Grapes have been grown in Portugal since antiquity. The writings of Strabo, the great geographer of ancient Greece, indicate that inhabitants of the north west of the Iberian Peninsula were already drinking wine two thousand years ago. The Romans, who arrived in Portugal in the second century BC and remained for over five hundred years, grew vines and made wine on the banks of the Douro River where Port is produced today. The period of prosperity which followed the establishment of the Kingdom of Portugal in 1143 saw wine become an important export.
However, the emergence of Port wine as we now know it occurred much later. The first wines known by this name were shipped in the second half of the 17th century.
In 1386 the Treaty of Windsor had established a close political, military and commercial alliance between England and Portugal. Under the terms of the treaty, each country gave the merchants of the other the right to reside in its territory and trade on equal terms with its own subjects. Strong and active trading links developed between the two countries and many English merchants settled in Portugal. By the second half of the 15th century a significant amount of Portuguese wine was being exported to England, often in exchange for salt cod known in Portuguese as bacalhau.

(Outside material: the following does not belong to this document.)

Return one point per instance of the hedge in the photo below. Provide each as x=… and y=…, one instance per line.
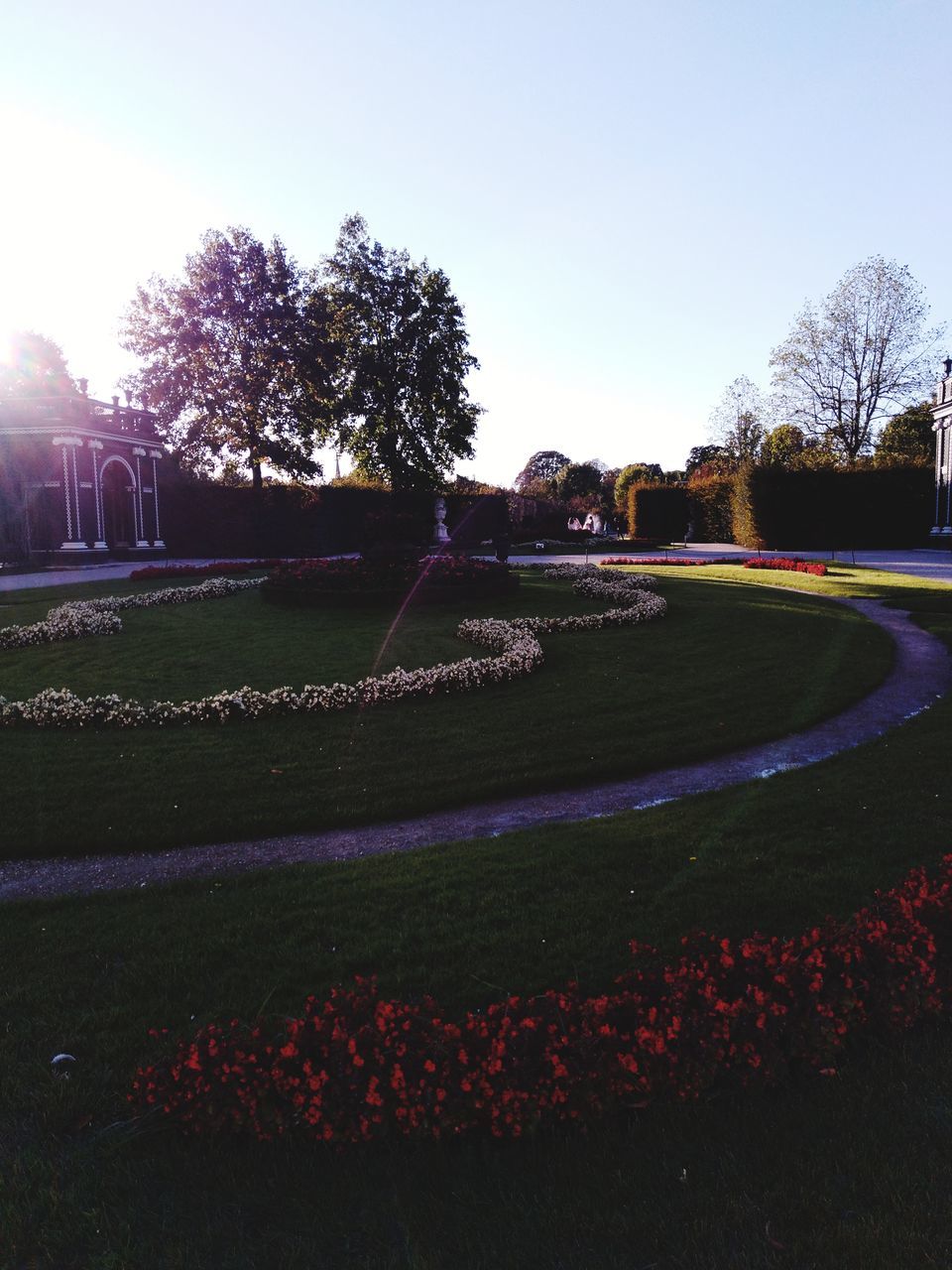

The Anglo-Portuguese commercial treaty of 1654 created new opportunities for English and Scottish merchants living in Portugal, allowing them special privileges and preferential customs duties. At that time, the centre of the wine business was not Oporto, as it later became, but the elegant northern coastal town of Viana do Castelo whose situation on the broad estuary of the Lima River made it a reliable natural harbour. The merchants imported commodities such as wool and cotton cloth from England and exported grain, fruit, oil and what was known as ‘red Portugal’, the light, acidic wine produced nearby in the verdant Minho region, particularly around the towns of Melgaço and Monção.